Not exactly. Microsoft tech experts in California discover thousands of highly secretive and organized files.

"He took photographs and he put everything on his computer," said Cal Millar. "He's got them all cataloged on his computer, he's got a deep-in, password after password."

And when they unlock his password and open his files of photos, the colonel is out of uniform. He's wearing women's underwear.

While investigators continue to restore files on the colonel's computer and try to make sense of the strange snapshots, Det. Jim Smyth pushes for more details about the kinky contents on the military man's hard drive.

Smyth: "What kind of camera are you using, by the way?"

Williams: "It's a digital Sony."

Smyth: "Do you just have the one camera?"

Williams: "Yeah, and the video camera. Yeah, so I was running the video and then taking still pictures, so the video pretty much covers everything."

Everything?

"While he's doing this to her he actually captured her murder on video," said Millar.

The colonel admits he videotaped the rapes and murders of Jessica Lloyd and Marie-France Comeau. But he also captured something else: sadly, their final words. After more than three hours of brutal sexual assaults, Comeau cried on video, stating, "You're going to kill me aren't you? I don't want to die. I don't deserve to die. I have been good."

And Lloyd's final words were for her mother, saying, "If I die, will you make sure that my mom knows I love her?"

As the interrogation comes to an end, Det. Smyth has one more question for the military man living the ultimate double life.

Smyth: "Is what you told me tonight the truth?"

Williams: "Yeah."

Smyth: "If for whatever reason you didn't end up on our radar so to speak, do you think it would've happened again?"

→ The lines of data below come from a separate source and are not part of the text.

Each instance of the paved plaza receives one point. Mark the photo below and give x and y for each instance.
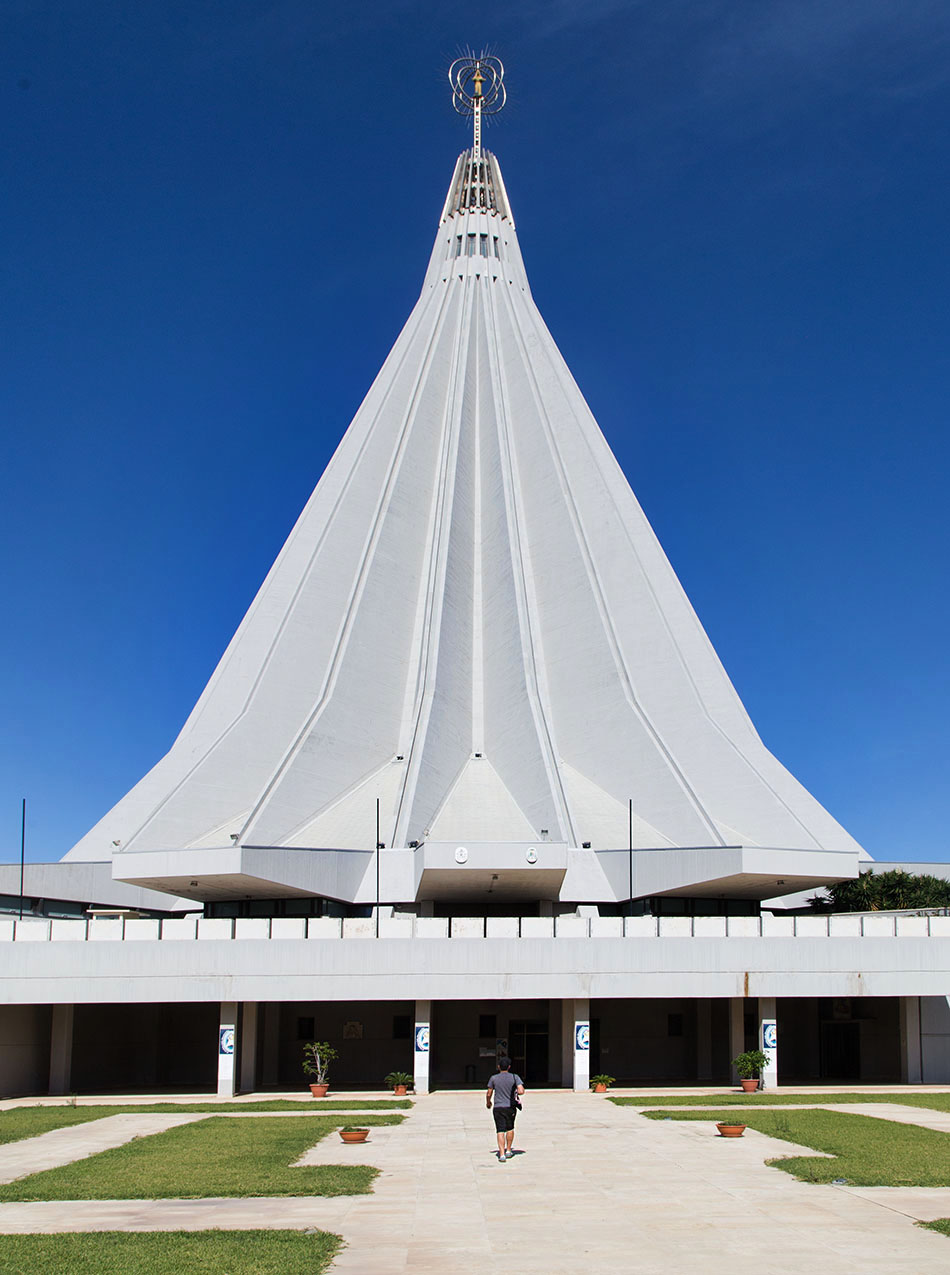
(592, 1187)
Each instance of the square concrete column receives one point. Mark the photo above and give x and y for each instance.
(420, 1046)
(582, 1046)
(704, 1041)
(272, 1043)
(61, 1049)
(911, 1053)
(249, 1046)
(768, 1039)
(737, 1032)
(227, 1043)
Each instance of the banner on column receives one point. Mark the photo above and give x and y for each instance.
(769, 1042)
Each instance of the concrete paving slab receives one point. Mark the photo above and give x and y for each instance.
(77, 1141)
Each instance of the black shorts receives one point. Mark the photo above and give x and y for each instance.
(504, 1118)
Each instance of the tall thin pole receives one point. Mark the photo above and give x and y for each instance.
(630, 854)
(23, 848)
(378, 847)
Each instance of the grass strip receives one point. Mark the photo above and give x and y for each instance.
(869, 1151)
(21, 1122)
(214, 1157)
(941, 1224)
(156, 1252)
(769, 1098)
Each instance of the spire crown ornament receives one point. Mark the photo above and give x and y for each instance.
(477, 89)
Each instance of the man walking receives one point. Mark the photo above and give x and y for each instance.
(505, 1089)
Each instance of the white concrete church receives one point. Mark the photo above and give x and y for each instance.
(469, 777)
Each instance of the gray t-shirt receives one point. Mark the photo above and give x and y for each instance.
(505, 1085)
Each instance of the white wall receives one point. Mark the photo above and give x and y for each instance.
(935, 1041)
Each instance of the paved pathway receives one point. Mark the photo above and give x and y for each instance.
(77, 1141)
(596, 1187)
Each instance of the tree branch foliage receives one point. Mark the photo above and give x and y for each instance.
(884, 891)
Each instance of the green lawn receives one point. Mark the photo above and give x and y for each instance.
(770, 1098)
(21, 1122)
(214, 1157)
(941, 1224)
(869, 1151)
(208, 1252)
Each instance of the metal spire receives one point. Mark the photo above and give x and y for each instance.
(477, 88)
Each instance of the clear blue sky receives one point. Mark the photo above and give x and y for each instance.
(214, 219)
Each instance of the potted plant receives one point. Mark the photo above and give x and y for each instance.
(601, 1084)
(351, 1134)
(730, 1129)
(398, 1081)
(750, 1065)
(318, 1056)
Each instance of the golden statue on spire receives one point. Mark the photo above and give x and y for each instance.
(477, 88)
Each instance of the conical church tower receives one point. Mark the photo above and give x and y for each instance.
(472, 622)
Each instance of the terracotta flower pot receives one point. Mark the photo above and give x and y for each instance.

Williams: "I was hoping not, but I can't answer that question."

Smyth: "Why do you think these things happened?"

Williams: "I don't know."

Smyth: "Have you spent much time thinking about that?"

Williams: "About why?"

Smyth: "Yeah."

Williams: "Yeah. But I don't know the answers. And I'm pretty sure the answers don't matter."

When the investigation of Colonel Russell Williams is over, police agencies from Ottawa, Orleans, Belleville and Tweed discovered that the decorated military man took panty-thievery to the next level, with 82 break-ins during just two years. Many of the houses belonged to his friends and neighbors and even the most innocent of residents.

"They belonged to young women as young as a neighbor's 12-year-old daughter," said Ian Robertson.

But the colonel didn't just save snapshots of himself and his victims wearing lingerie on his computer. He also saved them in real-life in a secret room.

"During the break-ins, he was collecting underwear, and I mean criminals do collect trophies, and these literally were crime trophies that he was collecting. He started putting them in a room in his house and basically they were filling up," said Millar. "There were hundreds and hundreds of pieces of lingerie that he'd gathered."

The disgraced colonel is arrested and charged with two counts of first-degree murder, two brutal sexual assaults, plus 82 breaking-and-entering and theft-related charges.

The once-model military man is sentenced to two terms of life in prison with no chance of parole.

Two months after his sentence, Russell Williams' wife filed for divorce. She maintains that she knew nothing about his secret and deadly double life.